La vente des droits d’utilisation du spectre radioélectrique est une source de recettes appréciable pour les États membres. S’il est vrai que ces recettes doivent rester du seul ressort des États membres, il est indispensable de mettre en place une gestion plus harmonisée du spectre à l'échelle de l’UE, compte tenu du rôle crucial qu'il joue dans la connectivité de l'UE.
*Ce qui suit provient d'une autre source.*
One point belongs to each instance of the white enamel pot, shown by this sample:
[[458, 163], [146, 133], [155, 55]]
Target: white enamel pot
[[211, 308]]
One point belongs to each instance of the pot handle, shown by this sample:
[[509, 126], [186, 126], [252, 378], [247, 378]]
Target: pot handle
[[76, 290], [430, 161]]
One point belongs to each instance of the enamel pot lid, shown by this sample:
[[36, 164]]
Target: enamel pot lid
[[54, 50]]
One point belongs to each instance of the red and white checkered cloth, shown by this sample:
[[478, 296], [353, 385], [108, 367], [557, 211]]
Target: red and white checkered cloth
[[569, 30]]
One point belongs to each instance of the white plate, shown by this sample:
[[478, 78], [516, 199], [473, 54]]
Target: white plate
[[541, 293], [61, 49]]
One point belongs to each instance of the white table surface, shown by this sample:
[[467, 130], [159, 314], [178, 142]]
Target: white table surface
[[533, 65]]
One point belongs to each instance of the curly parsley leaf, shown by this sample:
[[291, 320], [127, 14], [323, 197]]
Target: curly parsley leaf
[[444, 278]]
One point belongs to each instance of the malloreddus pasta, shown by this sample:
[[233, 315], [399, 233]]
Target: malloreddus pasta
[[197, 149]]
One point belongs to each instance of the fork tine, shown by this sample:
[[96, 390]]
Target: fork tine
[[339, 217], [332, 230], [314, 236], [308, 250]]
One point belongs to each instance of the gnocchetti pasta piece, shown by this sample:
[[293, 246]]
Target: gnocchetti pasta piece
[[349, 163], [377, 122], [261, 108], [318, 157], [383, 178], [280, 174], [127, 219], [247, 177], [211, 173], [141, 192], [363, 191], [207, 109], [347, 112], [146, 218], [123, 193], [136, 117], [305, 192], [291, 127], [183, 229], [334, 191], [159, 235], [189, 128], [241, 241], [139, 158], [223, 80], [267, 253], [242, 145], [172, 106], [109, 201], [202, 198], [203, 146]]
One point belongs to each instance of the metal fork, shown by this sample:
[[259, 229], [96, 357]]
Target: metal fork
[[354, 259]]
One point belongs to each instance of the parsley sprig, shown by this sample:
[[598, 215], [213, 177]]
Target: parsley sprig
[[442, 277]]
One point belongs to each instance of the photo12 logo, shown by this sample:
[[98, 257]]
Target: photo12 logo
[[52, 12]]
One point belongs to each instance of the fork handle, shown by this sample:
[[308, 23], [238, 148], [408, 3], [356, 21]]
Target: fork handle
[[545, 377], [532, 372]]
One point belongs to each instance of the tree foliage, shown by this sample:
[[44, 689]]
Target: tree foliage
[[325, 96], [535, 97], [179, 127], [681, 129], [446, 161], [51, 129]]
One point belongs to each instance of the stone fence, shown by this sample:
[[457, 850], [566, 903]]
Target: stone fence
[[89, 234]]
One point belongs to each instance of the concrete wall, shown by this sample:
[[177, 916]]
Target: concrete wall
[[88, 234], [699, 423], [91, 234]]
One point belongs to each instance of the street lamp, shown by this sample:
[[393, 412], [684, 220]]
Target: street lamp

Investissement dans les réseaux

Des règles actualisées devraient inciter les acteurs du marché à suffisamment investir dans les réseaux à très haut débit et, ce faisant, permettre aux consommateurs de bénéficier d’une connectivité compétitive, abordable et de grande qualité.

Règles du jeu équitables

La Commission s’intéressera aux plateformes en ligne qui fournissent des services similaires ou équivalents aux services de communication classiques, ces acteurs prenant une importance croissante.

Gouvernance

Il est nécessaire de renforcer la cohérence de la réglementation entre les États membres. Le cadre institutionnel de l’UE doit se traduire par des résultats convergents sur les marchés, tout en tenant compte de la diversité des conditions locales et nationales. En ce qui concerne la gestion du spectre, notamment, une amélioration de la coordination entre les États membres est essentielle.

Contexte

La Commission européenne a présenté sa proposition sur le marché unique des télécommunications (appelée « continent connecté ») en septembre 2013 (communiqué de presse). Le Parlement européen s’est prononcé en première lecture sur le projet législatif en avril 2014 (communiqué de presse). Le Conseil a adopté un mandat de négociation en mars 2015, sous la présidence lettonne (communiqué de presse). Les négociations ont abouti à l’accord d’aujourd’hui.

Pour en savoir plus:

Frais d’itinérance et internet ouvert: questions et réponses

Marché unique numérique

  • Fiches d'information:

o   Questions et réponses sur la stratégie pour un marché unique numérique (MEMO)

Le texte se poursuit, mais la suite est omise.